Otro efecto que puede ser importante para algunos hombres es que dejar la masturbación por periodos de 24 a 48 horas, según Pfaus, mejora la calidad de las erecciones, esto debido a que el estado de frecuencia masturbatoria activa el tono parasimpático, lo cual disminuye el flujo de la sangre a los genitales durante un estado refractorio.

 

Para completar esta perspectiva no debemos dejar de lado lo que pensaban al respecto las tradiciones antiguas. Los taoístas especialmente abordaron este tema, enfatizando que el hombre debe de conservar su semen ya que de otra forma perderá su esencia vital y tendrá una afectación en su nivel de energía y salud. Para las mujeres, los taoístas no limitan los orgasmos pero sí llaman a aminorar el flujo menstrual, por donde se escapa también la esencia vital. 

 

Evitar la pérdida de la esencia vital que ocurre con la eyaculación no significa necesariamente el celibato o la abstinencia de la masturbación. Los taoístas de hecho desarrollaron numerosas técnicas de alquimia sexual que permiten tener relaciones recirculando el semen sin llegar a la expulsión de este valioso líquido. Algunos de los ejercicios pueden practicarse de manera individual, así es plausible pensar que se puede practicar una masturbación con fines energéticos, sin eyaculación, ligada a una especie de meditación erótica. 

 

En el caso del budismo, uno de los cinco preceptos es no incurrir en mala conducta sexual. La definición de esto se presta a interpretaciones, pero generalmente se considera que el budismo no condena la masturbación en personas seculares pero sí la prohibe para los monjes. En otras palabras, si tu único deseo "ardiente" es eliminar el deseo y alcanzar la iluminación ciertamente no debes de masturbarte, si lo tuyo es algo más terrenal y no te interesa tanto la purificación espiritual, no hay mucho que perder. La definición, pese a su apertura interpretativa, puede servirnos como una orientación moral y autorreflexiva. Nos podemos preguntar, ¿realmente nos está haciendo bien masturbarnos? ¿Estamos aplacando una necesidad y por lo tanto esto nos permite estar más calmados y llevar una mejor vida o, por el contrario, estamos generando más deseo y más miseria, fabricando fantasmas, apegos y nuevos obstáculos? Una forma de situarte es observar tu cuerpo y tu mente antes y depsués de la masturbación: ¿Te sientes más relajado? ¿Te sientes más cansado?

 

En general la mayoría de las religiones están en contra de la masturbación, algunas más explícitamente que otras, bajo la noción de que no contribuye a la purificación de la mente y el cuerpo, algo a lo que están orientadas las religiones.
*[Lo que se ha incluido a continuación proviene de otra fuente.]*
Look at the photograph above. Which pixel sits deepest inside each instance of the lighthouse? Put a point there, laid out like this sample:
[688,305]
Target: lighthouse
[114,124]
Pero encontramos algunas escuelas del hinduismo, por ejemplo, que no la reprueban. De ahí que el Kama Sutra de instrucciones para "ordeñar el león" de manera bastante efusiva.

 

De todo lo anterior podemos concluir que la masturbación debe también realizarse con conciencia y moderación. Sabiendo que puede llevar a problemas de adicción, pero que en algunos casos puede relajar a una persona. Algunas personas tal vez se puedan beneficiar de esto, especialmente si incluyen su imaginación --y no la pornografía como un soporte del cual dependen. Otras quizás pueden beneficiarse de abandonar del todo la masturbación y cultivar su esencia vital y en este sentido alinearse con un camino tradicionalmente más espiritual.